Natalité : la France face à une crise silencieuse
En parallèle, la mortalité infantile progresse, et les jeunes générations expriment un désintérêt croissant pour la parentalité, souvent plus par prudence que par rejet.
Les causes sont multiples : précarité économique, crise du logement, instabilité professionnelle, éco-anxiété, difficulté d’accès à la PMA, report de l’âge de la première maternité, etc. À cela s’ajoute une remontée de la mortalité néonatale, plaçant la France à la 20ᵉ place des pays européens.
"On voudrait deux enfants, mais on n’a même pas les moyens de quitter notre T2. Et aucune place en crèche à moins de 40 minutes. Alors on reporte… encore", témoigne Clémence, 30 ans, à Nantes (rapport ANM, 2025).
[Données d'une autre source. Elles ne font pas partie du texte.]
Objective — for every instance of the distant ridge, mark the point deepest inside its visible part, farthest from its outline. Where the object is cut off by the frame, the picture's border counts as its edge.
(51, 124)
Loin d’être une fatalité, cette crise pourrait être inversée à condition de lever les freins structurels. L’Académie propose ainsi plusieurs leviers : création d’une prestation universelle par enfant, développement d’un droit effectif à la garde d’enfants, réforme du congé parental et priorisation de la santé infantile.
Crèches : des besoins immenses, une filière en tension
Selon une étude conjointe de la Cnaf et de France Travail (juin 2025), il manque plus de 10 000 professionnels pour répondre aux besoins des crèches existantes et en projet. Avec l’objectif de créer 100 000 nouvelles places d’accueil d’ici 2030, la tension est déjà perceptible sur le terrain : absences non remplacées, fermetures temporaires, hausse des délais d’attribution des places.
"On est en sous-effectif permanent. Certaines sections tournent à deux pros au lieu de trois, et c’est la sécurité qui trinque. On fait comme on peut, mais on est au bout", confie Laurène, auxiliaire de puériculture à Strasbourg (CNAF - France Travail, 2025).
Parmi les pistes proposées :
- La valorisation des métiers de la petite enfance,
- La formation accélérée de profils en reconversion,
- L’expérimentation de nouvelles organisations (binômes, référents parcours),
- La mise en place de plateformes de remplacements mutualisées.
Écrans et petite enfance : un enjeu de santé publique
Dans un communiqué du 1er juillet 2025, le ministère de la Santé rappelle que l’exposition précoce et excessive aux écrans nuit gravement au développement des jeunes enfants. Retards de langage, troubles de l’attention, perturbation du sommeil, isolement relationnel : les risques sont désormais bien documentés.
À partir de ces constats, la stratégie nationale 2025 mise sur une campagne de sensibilisation grand public, relayée notamment en PMI et en maternité, ainsi qu’une formation systématique des professionnels de la petite enfance. Elle s’accompagne d’une réglementation désormais renforcée dans les lieux d’accueil, avec notamment l’interdiction formelle des écrans passifs dans les structures accueillant des enfants de moins de 3 ans. L’arrêté publié début juillet officialise cette interdiction, saluée par les acteurs du secteur.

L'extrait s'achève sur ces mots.